Adelson’s company, Las Vegas Sands, has paid Lincoln’s lobbying firm, the Lincoln Policy Group, $210,000 since 2017, according to federal lobbying records.

The Justice Department official said the Office of Legal Counsel did not have discussions about the opinion with Adelson or “any outside parties.”

“The OLC opinion reflects the materials that went into the opinion, the request from the criminal division to reconsider it,” the official said. “OLC opinions are not generally characterized by nongovernmental communications, and there were none in this case.”

One lobbyist for online gambling interests who spoke on the condition of anonymity to describe internal discussions said Monday night that the Justice Department’s decision was “disappointing and worrisome.”

Its exact impact remains unclear, he said, but he noted that it could affect interstate compacts, such as a recent agreement by New Jersey, Delaware and Nevada to allow online poker games.

Another lobbyist said the opinion could also have an impact on interstate lotteries, which have grown in popularity.
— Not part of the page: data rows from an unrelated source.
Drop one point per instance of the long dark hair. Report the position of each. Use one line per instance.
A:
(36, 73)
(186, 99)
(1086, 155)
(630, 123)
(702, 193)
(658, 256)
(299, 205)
Online gambling has been vigorously opposed by Adelson, the chief executive of Las Vegas Sands, who has lobbied against such betting at the state and federal levels.

For years, lawyers and lobbyists for Las Vegas Sands circulated position papers in Washington arguing for a change in the 2011 Justice Department interpretation, according to people familiar with their efforts.

A Sands spokesman, Ron Reese, said the new opinion would “have little or no impact” on the company, but he declined to comment further.

The opinion centers on an interpretation of the Wire Act, a 1961 statute that makes it a criminal offense to transmit information to promote interstate or foreign wagering.

Before 2011, the department applied the Wire Act to non-sports gambling.

But in September 2011, the Obama Justice Department issued an opinion that only sports betting fell within the purview of the act.

At the time, Adelson and his top congressional allies lambasted the decision. Controversy about the applicability of the Wire Act has been rampant in the Internet age.

Lawmakers for years pressed the department on its interpretation of the act, and former attorney general Jeff Sessions agreed at his 2017 confirmation hearing to look into it.

Later that year, the acting head of the Justice Department’s criminal division asked the acting head of the Office of Legal Counsel to reconsider its 2011 opinion.

Deputy Attorney General Rod J. Rosenstein will issue a memo Tuesday directing prosecutors to delay implementing the new opinion for 90 days, so that those who might be afoul of the law can review their operations and adjust. The official said the department will continue to prioritize cases against the most “egregious” offenders.

The opinion is significant, though the impact might not be as severe and widespread as some have predicted, experts said.

“It is too early to speculate what, if anything, will come from the Department of Justice’s latest interpretation of the Wire Act,” said David Briggs, CEO of GeoComply, a company that ensures that licensed Internet betting operators and their customers are located within states where Internet gambling has been legalized.

He said the new federal opinion would not affect gambling in states that have authorized it within their own borders.